Mardi, le président chinois Xi Jinping a promulgué la réforme du système électoral hongkongais qui avait été adoptée à l’unanimité par le comité permanent du parlement chinois.

Un des changements les plus radicaux est la création d’un comité qui devra évaluer le degré de patriotisme de quiconque postule à un mandat de député dans l’ex-colonie britannique, où les prochaines législatives sont prévues pour cette année.

« Ceux qui aiment la Mère-Patrie »

« Le Comité pour la sécurité nationale et la police de la sécurité nationale prépareront des rapports sur chacun des candidats pour aider au processus de contrôle du comité de validation », a expliqué à l’AFP Tam Yiu-chung, le seul représentant de Hong Kong au sein de l’organe décisionnel suprême du Parlement chinois.

Le pouvoir chinois aura donc un rôle clé pour déterminer si tel ou tel est un « patriote » digne de prétendre à un siège au LegCo.  

La nouvelle loi prévoit de porter le nombre des membres du LegCo de 70 à 90. Mais seuls 20 (soit 22 % du total) seront désormais élus au suffrage universel direct, a précisé M. Tam, contre 35, soit la moitié du total, jusqu’à présent.

Et 40 sièges seront octroyés par un comité de personnalités fidèles à Pékin.
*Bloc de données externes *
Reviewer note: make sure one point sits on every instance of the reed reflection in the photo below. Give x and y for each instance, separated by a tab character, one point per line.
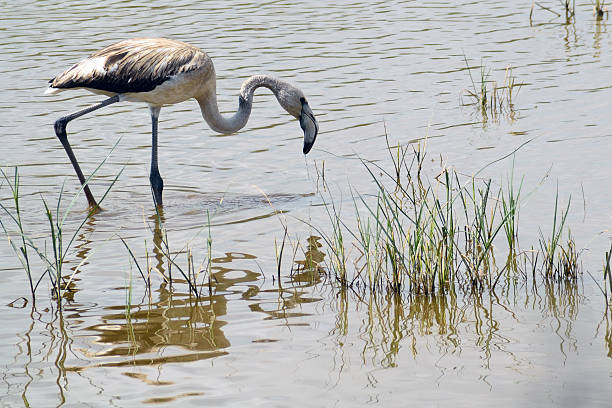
481	321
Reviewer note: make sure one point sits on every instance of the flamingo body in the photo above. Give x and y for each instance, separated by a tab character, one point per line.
160	72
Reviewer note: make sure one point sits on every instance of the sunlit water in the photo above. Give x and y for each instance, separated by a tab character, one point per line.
367	68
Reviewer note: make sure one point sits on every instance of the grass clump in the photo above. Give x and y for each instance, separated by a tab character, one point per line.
428	237
490	99
54	252
599	8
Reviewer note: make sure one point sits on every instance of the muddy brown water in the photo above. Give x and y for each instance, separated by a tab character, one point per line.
367	68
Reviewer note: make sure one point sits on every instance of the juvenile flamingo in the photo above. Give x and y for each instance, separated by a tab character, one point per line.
160	72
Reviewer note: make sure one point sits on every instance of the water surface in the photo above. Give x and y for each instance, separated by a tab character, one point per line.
368	68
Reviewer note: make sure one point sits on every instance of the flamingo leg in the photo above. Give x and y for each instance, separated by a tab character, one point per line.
157	184
60	131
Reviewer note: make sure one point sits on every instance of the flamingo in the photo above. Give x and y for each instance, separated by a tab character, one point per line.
161	72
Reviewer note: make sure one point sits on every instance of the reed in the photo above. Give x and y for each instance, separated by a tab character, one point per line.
490	99
599	9
61	241
421	236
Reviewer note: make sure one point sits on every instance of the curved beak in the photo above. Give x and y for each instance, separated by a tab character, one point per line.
309	125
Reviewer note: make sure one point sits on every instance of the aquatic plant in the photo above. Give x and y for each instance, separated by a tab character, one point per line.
490	99
60	242
425	236
599	8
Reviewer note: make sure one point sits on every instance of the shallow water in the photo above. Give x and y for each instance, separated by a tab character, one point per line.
367	68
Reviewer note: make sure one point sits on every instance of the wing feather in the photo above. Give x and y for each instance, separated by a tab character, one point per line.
137	65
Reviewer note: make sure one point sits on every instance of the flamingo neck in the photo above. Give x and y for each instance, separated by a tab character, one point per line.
218	122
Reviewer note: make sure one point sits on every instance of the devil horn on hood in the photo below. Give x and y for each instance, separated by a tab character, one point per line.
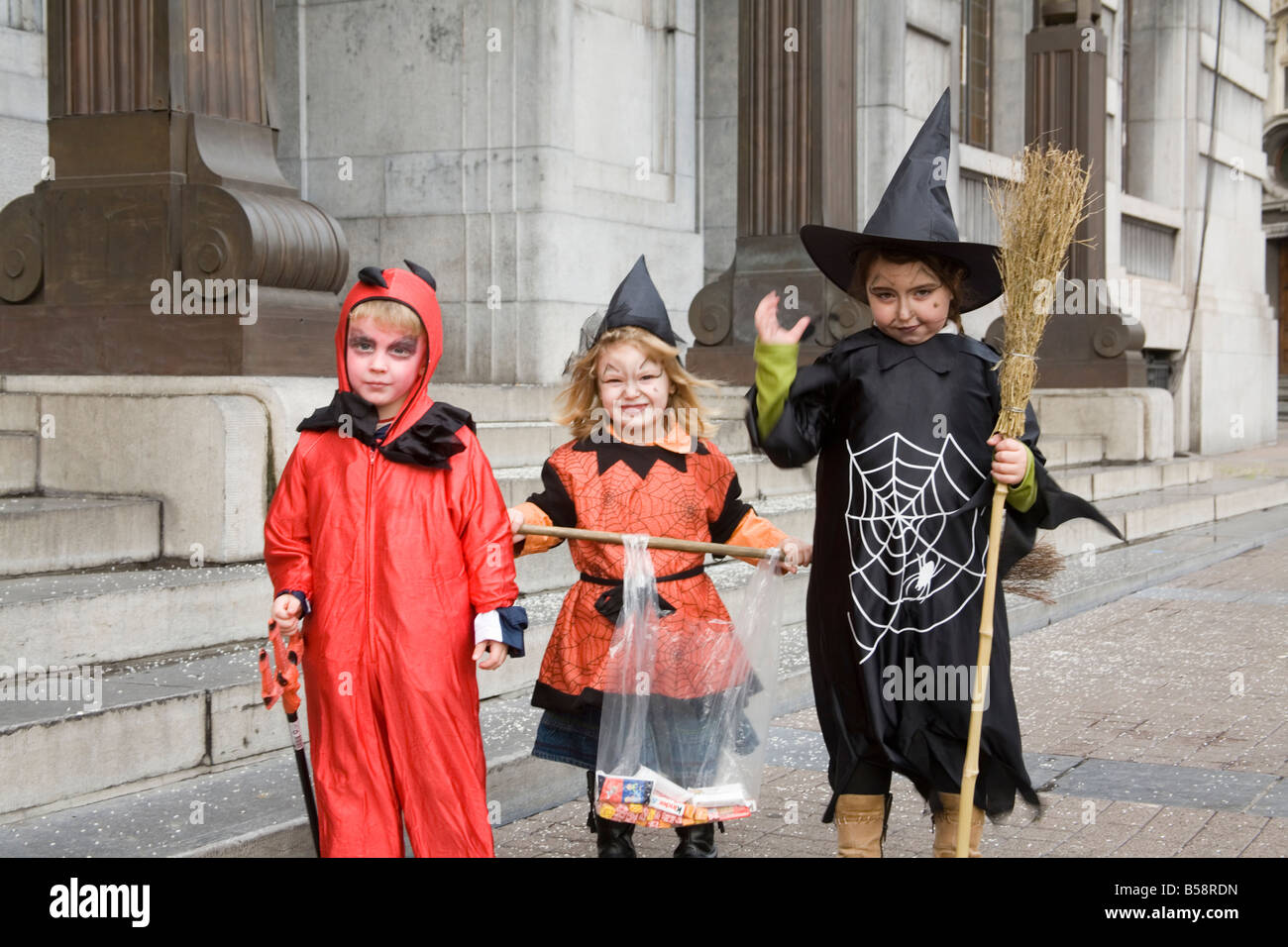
373	277
423	273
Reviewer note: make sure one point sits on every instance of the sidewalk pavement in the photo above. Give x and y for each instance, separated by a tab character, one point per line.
1153	727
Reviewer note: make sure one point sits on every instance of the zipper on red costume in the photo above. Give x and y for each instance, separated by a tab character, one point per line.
368	544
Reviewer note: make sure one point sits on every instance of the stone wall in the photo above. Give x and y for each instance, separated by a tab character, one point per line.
524	153
24	101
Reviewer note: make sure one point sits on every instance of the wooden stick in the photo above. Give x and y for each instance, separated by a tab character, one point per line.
982	668
653	541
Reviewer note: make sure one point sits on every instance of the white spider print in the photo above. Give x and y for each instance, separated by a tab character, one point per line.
926	570
903	499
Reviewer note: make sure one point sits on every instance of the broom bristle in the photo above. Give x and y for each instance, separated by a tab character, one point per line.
1038	217
1031	575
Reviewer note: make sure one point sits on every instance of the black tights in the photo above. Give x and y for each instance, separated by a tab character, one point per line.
871	780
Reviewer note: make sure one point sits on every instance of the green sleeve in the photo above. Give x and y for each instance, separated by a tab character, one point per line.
776	368
1025	492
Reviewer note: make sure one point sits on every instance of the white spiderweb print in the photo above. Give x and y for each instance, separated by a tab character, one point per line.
902	502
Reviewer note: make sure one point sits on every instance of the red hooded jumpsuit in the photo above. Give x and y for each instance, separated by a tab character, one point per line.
395	560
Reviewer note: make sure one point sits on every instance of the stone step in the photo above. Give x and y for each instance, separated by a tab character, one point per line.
46	534
129	613
1107	480
1072	450
17	463
528	444
168	720
254	808
18	412
1157	512
553	570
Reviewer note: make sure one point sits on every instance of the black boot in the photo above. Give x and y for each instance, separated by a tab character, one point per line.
614	839
696	841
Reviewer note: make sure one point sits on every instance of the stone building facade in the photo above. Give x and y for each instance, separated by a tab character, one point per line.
527	153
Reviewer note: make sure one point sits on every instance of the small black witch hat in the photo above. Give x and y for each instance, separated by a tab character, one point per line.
638	303
914	217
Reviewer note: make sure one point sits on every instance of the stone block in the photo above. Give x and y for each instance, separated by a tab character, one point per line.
204	457
17	463
18	412
128	615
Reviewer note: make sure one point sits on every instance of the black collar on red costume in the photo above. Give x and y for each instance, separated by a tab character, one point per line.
638	458
430	442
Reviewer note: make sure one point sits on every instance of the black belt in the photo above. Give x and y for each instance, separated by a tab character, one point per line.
609	604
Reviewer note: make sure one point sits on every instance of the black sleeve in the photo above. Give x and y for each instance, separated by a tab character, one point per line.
806	418
1051	508
730	513
554	499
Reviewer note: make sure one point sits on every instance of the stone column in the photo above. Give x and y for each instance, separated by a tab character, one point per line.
163	239
795	166
1065	105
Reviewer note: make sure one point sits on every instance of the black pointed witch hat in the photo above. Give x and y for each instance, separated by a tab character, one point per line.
914	217
638	303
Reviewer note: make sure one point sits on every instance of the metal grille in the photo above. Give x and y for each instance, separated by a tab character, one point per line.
1147	248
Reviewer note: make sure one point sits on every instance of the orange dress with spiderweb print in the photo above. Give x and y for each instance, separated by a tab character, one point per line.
682	495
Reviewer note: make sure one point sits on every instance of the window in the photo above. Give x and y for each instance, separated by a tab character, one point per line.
977	25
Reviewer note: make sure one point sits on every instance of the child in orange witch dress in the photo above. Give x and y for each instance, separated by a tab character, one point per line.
639	463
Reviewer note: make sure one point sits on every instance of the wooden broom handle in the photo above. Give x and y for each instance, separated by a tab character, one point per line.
653	541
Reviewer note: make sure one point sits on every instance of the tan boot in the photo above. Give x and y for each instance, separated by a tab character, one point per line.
861	825
945	827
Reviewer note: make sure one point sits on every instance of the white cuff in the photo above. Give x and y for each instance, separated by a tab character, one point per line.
487	628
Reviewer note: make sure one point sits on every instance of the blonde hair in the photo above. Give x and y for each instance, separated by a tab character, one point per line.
390	316
580	408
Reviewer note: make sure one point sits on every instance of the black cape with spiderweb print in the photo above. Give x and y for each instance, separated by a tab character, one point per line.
901	536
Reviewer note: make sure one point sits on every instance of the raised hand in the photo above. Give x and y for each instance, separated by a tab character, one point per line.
767	324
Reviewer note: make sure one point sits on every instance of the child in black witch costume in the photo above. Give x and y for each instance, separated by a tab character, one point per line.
900	416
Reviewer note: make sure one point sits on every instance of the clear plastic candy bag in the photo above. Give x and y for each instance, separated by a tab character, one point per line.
687	703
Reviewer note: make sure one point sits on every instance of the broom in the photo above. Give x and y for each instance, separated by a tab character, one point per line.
1038	217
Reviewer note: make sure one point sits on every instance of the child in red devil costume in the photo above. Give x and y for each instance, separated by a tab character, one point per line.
387	535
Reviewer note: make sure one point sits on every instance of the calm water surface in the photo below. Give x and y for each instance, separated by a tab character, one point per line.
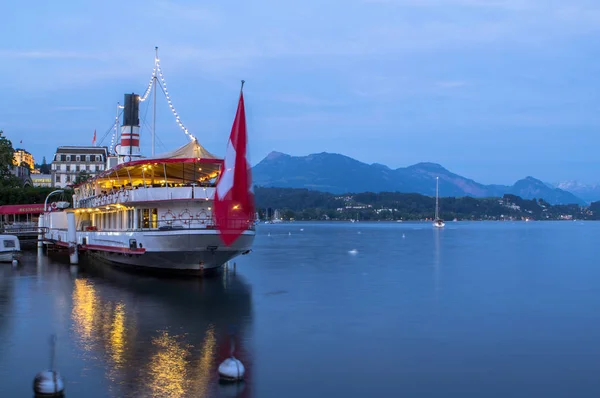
328	309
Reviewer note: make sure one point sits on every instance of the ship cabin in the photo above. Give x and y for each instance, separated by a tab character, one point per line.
171	191
20	220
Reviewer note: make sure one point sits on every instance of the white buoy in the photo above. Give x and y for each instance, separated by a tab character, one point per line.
49	383
231	369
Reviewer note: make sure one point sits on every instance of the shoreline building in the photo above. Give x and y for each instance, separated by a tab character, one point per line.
70	161
21	156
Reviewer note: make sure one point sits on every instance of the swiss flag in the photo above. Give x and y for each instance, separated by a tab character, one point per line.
234	199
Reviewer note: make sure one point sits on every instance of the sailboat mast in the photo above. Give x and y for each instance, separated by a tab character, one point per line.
437	183
154	99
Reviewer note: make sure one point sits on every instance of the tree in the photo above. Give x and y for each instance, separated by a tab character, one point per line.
7	153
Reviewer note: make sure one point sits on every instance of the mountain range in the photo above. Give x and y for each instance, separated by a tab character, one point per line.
335	173
589	193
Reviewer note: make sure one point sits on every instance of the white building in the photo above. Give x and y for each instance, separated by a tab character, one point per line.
41	180
69	161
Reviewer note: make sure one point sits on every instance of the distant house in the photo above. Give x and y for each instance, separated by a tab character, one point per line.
22	157
24	174
41	180
69	161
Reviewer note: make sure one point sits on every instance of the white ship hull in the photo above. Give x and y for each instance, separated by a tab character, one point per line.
187	251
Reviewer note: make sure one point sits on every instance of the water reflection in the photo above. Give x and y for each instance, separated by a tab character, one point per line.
159	338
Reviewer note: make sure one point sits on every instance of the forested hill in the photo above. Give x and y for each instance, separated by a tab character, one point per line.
304	204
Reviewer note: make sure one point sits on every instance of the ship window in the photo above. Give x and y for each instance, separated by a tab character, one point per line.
129	219
155	218
145	218
9	243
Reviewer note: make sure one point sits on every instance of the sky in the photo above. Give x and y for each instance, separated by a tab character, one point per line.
494	90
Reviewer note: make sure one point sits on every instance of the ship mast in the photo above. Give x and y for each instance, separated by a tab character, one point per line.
154	99
437	182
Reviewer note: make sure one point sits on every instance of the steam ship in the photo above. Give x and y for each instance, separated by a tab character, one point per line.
154	212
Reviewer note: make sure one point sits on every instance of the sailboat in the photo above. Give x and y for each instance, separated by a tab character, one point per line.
437	222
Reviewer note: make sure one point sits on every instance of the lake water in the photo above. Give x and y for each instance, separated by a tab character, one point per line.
482	309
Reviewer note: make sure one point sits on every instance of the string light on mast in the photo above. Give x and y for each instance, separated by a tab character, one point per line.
163	84
113	139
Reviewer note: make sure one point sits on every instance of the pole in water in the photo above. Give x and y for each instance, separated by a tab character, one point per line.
49	383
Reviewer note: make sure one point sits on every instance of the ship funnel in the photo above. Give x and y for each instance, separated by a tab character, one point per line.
129	147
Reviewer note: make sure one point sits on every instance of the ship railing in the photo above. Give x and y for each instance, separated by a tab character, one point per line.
187	223
22	229
147	194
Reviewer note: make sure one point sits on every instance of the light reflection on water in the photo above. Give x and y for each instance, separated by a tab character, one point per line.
128	335
473	310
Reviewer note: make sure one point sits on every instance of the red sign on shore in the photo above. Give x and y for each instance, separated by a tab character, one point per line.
22	209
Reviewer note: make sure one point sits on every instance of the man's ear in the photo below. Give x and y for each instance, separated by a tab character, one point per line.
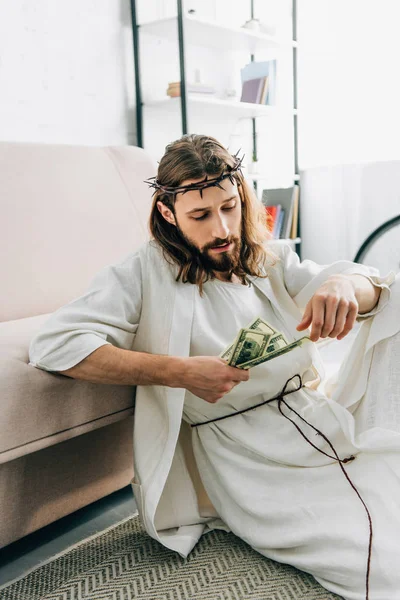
166	213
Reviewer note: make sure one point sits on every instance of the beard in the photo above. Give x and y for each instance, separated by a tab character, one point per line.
223	262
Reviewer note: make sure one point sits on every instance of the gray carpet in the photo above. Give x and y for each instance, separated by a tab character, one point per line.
123	562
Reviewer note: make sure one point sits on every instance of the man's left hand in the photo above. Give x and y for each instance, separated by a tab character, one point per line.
333	309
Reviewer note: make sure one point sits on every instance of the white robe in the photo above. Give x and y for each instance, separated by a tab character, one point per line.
136	304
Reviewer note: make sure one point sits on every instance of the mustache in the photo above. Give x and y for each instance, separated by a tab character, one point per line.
218	242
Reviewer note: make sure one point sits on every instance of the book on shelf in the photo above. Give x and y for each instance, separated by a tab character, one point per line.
285	201
259	82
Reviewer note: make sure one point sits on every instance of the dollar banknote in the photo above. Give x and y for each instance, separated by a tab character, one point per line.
258	343
257	324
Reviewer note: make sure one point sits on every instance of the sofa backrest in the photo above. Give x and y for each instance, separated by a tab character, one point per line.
66	212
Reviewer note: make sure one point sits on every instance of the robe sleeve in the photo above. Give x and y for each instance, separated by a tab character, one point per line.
107	313
302	279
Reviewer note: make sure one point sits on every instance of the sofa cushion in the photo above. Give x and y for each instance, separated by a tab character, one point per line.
39	408
66	211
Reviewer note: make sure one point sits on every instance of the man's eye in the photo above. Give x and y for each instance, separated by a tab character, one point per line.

Les 30 derniers seront pourvus par des groupes socioprofessionnels, en application d’un système alambiqué qui a déjà cours et qui a toujours été favorable au gouvernement central chinois.

La réforme a été saluée par les partisans de Pékin, qui pestent de longue date contre l’obstruction à laquelle se livrait légalement l’opposition militant pour la démocratie avant de démissionner en bloc en novembre de l’assemblée locale afin de protester contre l’éviction de quatre des siens.

« La politisation excessive de la société et le clivage interne qui a déchiré Hong Kong vont pouvoir être atténués », s’est félicitée la cheffe de l’exécutif local Carrie Lam.

« Les institutions du pouvoir politique et la gouvernance de Hong Kong doivent toujours être aux mains de ceux qui aiment la Mère-Patrie et Hong Kong », a ajouté de son côté le Bureau des affaires de Hong Kong et Macao, un organe du gouvernement chinois.

Étouffer l’opposition

Aux élections locales de novembre 2019, qui avaient eu lieu après des mois de manifestation contre les ingérences de la Chine, la population hongkongaise avait massivement plébiscité les candidats de l’opposition hostiles à Pékin.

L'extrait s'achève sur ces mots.